Kommentar: Kovac stellt sich mit seinen Aussagen ins Abseits

Ben Barthmann
freier Sportjournalist

Niko Kovac hat vor der Partie des FC Bayern München gegen den VfL Bochum in der 2. Runde des DFB-Pokals mit einem merkwürdigen Vergleich abermals für Aufsehen gesorgt. Der Trainer will oft schlagfertig sein, stellt sich mit seinen Aussagen aber eher ins Abseits. Ein Kommentar.

Niko Kovac fällt mit unüberlegten Aussagen auf. (Bild: Getty Images)

“Man kann nicht versuchen, 200 km/h auf der Autobahn zu fahren, wenn man nur 100 schafft.

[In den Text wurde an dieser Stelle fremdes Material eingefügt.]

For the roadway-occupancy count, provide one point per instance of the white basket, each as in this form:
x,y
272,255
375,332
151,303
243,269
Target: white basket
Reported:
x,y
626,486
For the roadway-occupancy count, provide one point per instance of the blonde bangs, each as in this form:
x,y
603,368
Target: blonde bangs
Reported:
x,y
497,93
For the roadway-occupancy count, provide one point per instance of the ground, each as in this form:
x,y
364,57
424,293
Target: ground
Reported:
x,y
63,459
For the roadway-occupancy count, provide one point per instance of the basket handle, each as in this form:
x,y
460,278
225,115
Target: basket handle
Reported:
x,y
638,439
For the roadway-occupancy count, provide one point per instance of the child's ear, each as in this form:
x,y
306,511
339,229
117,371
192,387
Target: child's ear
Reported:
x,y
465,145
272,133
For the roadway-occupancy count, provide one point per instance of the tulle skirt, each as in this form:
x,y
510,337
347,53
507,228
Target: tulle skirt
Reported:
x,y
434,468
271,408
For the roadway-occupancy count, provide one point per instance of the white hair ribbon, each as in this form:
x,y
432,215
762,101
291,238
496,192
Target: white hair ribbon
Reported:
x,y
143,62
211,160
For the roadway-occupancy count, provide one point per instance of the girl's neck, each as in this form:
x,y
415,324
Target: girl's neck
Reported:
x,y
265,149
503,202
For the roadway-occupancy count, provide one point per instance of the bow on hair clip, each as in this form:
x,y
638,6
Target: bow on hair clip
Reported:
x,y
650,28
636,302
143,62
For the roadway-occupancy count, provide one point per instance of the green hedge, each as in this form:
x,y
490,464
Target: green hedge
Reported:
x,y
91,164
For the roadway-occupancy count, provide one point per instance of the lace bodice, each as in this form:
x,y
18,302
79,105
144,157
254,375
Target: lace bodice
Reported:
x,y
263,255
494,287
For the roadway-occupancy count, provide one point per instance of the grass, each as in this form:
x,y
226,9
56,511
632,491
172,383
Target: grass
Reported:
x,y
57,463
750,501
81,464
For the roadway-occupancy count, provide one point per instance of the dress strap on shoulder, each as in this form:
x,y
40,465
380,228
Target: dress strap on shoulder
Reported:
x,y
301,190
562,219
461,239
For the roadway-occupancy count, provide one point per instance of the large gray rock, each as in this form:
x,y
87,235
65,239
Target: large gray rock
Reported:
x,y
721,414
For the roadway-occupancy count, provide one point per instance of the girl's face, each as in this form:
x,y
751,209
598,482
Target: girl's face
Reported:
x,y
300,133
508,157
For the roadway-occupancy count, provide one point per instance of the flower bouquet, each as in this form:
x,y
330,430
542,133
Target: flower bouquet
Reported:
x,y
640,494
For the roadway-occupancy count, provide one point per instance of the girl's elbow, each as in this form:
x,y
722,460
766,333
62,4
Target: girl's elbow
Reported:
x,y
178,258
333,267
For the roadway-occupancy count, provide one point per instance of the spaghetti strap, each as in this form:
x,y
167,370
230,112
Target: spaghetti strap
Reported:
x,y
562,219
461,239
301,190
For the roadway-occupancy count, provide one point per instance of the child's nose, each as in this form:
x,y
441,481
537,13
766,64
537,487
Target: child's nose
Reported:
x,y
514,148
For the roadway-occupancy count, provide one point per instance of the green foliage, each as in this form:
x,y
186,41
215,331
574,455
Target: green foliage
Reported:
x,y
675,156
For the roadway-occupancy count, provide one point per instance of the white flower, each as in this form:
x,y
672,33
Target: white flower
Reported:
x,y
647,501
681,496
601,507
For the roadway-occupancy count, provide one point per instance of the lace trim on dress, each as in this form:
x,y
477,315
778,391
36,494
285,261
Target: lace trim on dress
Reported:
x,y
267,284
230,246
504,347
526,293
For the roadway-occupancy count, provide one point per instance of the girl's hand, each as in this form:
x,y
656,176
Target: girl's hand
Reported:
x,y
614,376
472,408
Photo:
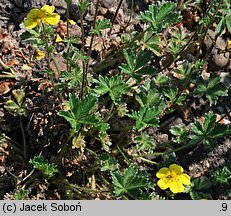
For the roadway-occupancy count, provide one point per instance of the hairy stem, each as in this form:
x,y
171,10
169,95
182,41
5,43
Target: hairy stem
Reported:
x,y
24,138
68,36
115,15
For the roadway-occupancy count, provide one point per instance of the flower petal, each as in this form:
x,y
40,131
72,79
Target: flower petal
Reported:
x,y
30,23
176,168
48,9
163,183
176,187
58,39
72,22
52,19
39,55
184,179
162,172
34,13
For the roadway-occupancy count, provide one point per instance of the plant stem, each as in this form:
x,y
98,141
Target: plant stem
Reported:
x,y
131,12
24,138
110,112
68,35
115,15
197,55
82,48
85,66
55,64
46,45
122,153
64,145
147,160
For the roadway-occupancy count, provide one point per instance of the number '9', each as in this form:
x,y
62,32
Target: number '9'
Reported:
x,y
224,206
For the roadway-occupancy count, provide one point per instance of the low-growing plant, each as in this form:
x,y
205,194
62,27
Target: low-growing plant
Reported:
x,y
127,84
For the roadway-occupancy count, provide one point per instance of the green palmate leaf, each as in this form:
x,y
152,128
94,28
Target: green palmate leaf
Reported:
x,y
161,80
149,96
115,86
43,165
221,176
79,111
131,182
208,131
108,163
146,117
83,5
171,94
211,88
144,142
161,16
100,25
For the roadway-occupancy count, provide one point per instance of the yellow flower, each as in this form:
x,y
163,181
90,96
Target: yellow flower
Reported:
x,y
72,22
49,16
39,55
26,67
229,44
33,18
172,178
58,39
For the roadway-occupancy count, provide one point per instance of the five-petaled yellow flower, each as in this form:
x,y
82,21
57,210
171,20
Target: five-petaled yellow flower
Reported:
x,y
39,55
49,16
172,178
33,18
45,15
229,44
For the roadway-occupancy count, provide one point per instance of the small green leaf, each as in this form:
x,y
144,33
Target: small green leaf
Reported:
x,y
161,15
108,163
43,165
100,25
144,142
146,117
212,89
131,182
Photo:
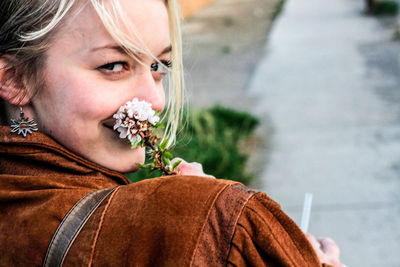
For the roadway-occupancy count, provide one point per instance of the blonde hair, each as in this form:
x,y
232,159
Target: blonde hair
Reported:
x,y
35,39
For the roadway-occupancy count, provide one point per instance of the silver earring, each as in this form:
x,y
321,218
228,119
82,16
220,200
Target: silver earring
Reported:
x,y
23,125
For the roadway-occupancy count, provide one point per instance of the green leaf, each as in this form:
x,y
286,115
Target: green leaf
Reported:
x,y
176,164
159,124
167,155
163,145
142,166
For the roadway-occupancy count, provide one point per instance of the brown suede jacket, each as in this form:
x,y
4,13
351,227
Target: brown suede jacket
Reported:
x,y
167,221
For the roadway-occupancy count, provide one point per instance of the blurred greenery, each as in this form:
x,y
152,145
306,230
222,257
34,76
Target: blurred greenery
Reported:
x,y
385,7
212,137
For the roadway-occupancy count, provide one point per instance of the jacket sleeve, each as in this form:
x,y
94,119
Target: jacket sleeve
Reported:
x,y
266,236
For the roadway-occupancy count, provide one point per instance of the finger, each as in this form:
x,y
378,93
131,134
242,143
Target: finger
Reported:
x,y
329,247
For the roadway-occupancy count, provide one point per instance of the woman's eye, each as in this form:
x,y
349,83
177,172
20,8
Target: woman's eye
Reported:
x,y
158,67
114,67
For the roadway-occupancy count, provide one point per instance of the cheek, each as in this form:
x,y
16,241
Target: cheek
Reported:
x,y
77,96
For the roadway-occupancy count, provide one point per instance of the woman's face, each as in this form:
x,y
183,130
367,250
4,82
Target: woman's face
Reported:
x,y
88,77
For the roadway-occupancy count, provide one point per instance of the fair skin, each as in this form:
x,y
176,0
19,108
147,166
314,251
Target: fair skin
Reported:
x,y
88,77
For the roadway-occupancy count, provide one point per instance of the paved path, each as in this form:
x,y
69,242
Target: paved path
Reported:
x,y
329,92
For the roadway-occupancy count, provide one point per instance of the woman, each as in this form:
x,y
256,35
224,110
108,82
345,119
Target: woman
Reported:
x,y
69,65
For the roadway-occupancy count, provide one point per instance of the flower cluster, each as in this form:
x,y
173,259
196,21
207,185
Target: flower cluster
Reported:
x,y
134,119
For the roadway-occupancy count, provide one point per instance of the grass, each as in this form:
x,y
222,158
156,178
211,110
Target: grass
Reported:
x,y
212,137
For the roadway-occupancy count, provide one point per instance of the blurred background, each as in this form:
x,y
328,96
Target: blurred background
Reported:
x,y
297,96
303,96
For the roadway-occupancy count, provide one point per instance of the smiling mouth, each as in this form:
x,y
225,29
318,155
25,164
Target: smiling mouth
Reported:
x,y
109,123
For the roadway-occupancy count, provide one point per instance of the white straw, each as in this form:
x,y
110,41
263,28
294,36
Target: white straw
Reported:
x,y
305,218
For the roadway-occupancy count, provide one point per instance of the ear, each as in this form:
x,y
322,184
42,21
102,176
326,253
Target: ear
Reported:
x,y
12,88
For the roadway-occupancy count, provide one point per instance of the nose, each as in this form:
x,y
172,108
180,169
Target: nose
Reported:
x,y
151,90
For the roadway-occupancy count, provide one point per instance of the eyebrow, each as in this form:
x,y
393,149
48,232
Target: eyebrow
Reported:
x,y
122,51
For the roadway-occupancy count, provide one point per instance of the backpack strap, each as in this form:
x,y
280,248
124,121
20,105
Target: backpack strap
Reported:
x,y
72,224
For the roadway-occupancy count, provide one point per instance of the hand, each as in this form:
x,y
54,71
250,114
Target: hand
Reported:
x,y
327,250
193,168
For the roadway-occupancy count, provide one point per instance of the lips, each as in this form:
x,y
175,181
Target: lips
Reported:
x,y
109,123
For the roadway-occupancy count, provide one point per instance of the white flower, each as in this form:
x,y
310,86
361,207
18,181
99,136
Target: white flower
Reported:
x,y
133,118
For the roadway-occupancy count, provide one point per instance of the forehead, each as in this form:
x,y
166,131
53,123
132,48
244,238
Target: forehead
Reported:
x,y
142,23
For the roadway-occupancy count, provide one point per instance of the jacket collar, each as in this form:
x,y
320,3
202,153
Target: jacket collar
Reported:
x,y
45,151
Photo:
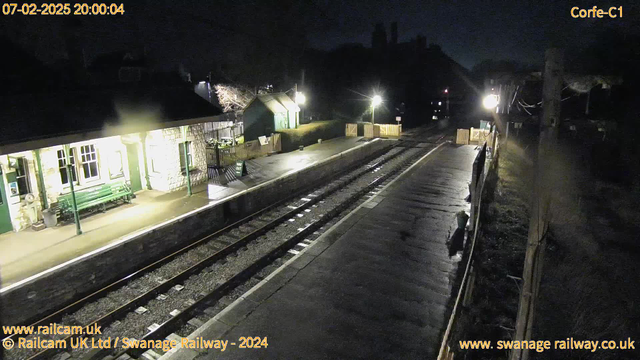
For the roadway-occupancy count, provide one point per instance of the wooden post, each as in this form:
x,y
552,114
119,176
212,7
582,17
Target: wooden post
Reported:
x,y
506,137
538,222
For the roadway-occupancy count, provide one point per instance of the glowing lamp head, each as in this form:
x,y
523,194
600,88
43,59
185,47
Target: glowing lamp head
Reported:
x,y
376,100
490,102
300,98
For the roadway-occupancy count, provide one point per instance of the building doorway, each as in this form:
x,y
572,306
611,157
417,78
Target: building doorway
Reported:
x,y
5,217
134,167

Man muss das anpassen, was man hat”, sagte Kovac auf der Pressekonferenz zur Bochum-Partie. Das ist nicht unbedingt falsch. Nur bezog sich Kovac nicht auf Zweitligist Bochum, als er diese Sätze formulierte.

Vielmehr wurde Kovac zu einem Vergleich zwischen Liverpool und dem FC Bayern befragt. Seine Antwort: Der FCB könne aktuell gar nicht den gleichen Fußball spielen wie der Champions-League-Sieger, weil er dafür nicht die richtigen Spieler hätte.

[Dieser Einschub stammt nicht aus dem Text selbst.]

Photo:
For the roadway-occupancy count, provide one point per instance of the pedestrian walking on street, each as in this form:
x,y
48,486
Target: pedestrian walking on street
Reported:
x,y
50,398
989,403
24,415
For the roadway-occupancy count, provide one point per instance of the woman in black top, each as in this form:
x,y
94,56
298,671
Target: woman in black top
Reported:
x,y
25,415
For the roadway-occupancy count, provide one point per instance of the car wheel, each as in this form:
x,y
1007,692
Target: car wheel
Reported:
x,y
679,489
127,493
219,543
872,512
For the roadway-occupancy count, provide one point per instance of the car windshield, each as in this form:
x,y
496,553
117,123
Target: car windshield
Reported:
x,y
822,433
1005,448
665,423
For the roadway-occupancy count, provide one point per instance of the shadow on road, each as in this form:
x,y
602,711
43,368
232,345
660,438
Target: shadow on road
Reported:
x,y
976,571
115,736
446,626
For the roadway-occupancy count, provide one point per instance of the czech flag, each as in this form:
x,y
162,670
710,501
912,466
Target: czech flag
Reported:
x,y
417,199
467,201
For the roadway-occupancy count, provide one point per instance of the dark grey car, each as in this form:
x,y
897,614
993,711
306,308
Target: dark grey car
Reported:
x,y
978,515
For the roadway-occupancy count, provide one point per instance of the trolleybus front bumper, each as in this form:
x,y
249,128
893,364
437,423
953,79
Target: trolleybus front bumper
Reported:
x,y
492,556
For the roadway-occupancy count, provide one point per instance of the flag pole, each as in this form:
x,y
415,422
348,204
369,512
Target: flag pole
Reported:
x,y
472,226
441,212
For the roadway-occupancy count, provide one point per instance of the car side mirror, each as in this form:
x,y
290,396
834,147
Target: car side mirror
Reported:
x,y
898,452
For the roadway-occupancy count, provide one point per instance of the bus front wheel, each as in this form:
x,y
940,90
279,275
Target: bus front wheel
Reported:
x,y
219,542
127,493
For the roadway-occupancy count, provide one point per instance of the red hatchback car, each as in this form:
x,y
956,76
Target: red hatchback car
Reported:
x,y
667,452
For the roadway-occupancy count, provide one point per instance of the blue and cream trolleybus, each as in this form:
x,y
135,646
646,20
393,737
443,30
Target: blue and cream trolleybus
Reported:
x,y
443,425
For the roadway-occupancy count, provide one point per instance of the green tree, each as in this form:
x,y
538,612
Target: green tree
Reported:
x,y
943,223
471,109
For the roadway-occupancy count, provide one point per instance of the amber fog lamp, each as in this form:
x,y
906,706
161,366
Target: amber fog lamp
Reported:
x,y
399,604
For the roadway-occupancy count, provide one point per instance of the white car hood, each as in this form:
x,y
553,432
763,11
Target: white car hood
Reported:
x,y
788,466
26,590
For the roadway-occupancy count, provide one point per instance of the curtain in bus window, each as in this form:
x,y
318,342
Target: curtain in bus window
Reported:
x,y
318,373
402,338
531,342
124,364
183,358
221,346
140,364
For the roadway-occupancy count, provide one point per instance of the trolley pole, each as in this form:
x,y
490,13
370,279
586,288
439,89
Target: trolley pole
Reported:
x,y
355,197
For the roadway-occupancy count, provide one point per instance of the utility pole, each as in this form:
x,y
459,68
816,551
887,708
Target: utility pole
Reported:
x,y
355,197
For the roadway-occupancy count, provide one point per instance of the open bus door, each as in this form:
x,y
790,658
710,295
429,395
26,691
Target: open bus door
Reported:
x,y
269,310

Bei den eigenen Spielern, öffentliche Aussagen des Trainers erhalten in den meisten Mannschaften eine hohe Aufmerksamkeit, dürfte das für Verwunderung gesorgt haben. Der Trainer scheint dem eigenen Team nicht viel zuzutrauen - selbst wenn es sich nur um einen verbalen Ausrutscher handelte.

Kovac fiel erst kürzlich mit unüberlegter Aussage zu Müller auf

Das Problem: Kovac passieren derartige Ausrutscher immer wieder. Man denke etwa zurück an seine unüberlegte Aussage, die Thomas Müller die Rolle des Notnagels zuteilte. Oder an seine öffentliche Kritik an “individuellen Fehlern” in der Defensive.

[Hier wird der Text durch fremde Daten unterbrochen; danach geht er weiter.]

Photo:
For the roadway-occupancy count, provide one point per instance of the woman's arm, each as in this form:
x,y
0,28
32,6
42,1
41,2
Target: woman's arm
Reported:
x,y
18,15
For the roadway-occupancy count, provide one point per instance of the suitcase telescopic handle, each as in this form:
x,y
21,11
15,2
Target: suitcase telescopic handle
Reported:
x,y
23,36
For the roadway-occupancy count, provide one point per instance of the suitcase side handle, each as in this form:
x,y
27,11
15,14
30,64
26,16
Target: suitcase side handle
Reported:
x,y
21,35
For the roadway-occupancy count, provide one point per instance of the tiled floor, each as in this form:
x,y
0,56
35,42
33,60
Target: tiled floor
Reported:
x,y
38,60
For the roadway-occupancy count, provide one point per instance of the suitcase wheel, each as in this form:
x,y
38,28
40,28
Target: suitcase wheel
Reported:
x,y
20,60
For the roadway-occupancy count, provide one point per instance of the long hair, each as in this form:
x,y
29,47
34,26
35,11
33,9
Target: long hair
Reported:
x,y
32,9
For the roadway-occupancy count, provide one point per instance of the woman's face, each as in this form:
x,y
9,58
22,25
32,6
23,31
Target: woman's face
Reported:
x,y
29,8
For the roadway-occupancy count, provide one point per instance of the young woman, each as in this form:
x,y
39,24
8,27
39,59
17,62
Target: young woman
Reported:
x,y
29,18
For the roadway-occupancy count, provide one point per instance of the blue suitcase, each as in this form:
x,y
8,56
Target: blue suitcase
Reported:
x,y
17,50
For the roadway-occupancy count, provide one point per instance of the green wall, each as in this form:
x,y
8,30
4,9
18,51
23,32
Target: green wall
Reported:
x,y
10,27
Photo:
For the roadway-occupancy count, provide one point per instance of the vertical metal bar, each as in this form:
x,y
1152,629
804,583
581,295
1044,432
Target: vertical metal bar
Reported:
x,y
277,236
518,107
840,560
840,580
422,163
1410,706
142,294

Der Trainer muss sich öffentlich keinen Maulkorb verpassen und auch keine derart inhaltslosen Pressekonferenzen wie der traditionell sehr zurückhaltende Lucien Favre abhalten. Sehr wohl aber sollte Kovac sich der Wirkung und Tragweite seiner Worte besser bewusst sein.

Überspitzt gesagt steckt der FC Bayern seit dem Amtsantritt des Kroaten in der Krise. In Zeiten der Krise passen Unternehmen ihre Kommunikation an und so sollten es auch Bundesliga-Vereine, und damit auch die Trainer, die oft genug als Sprachrohr fungieren, ihren öffentlichen Auftritt anpassen.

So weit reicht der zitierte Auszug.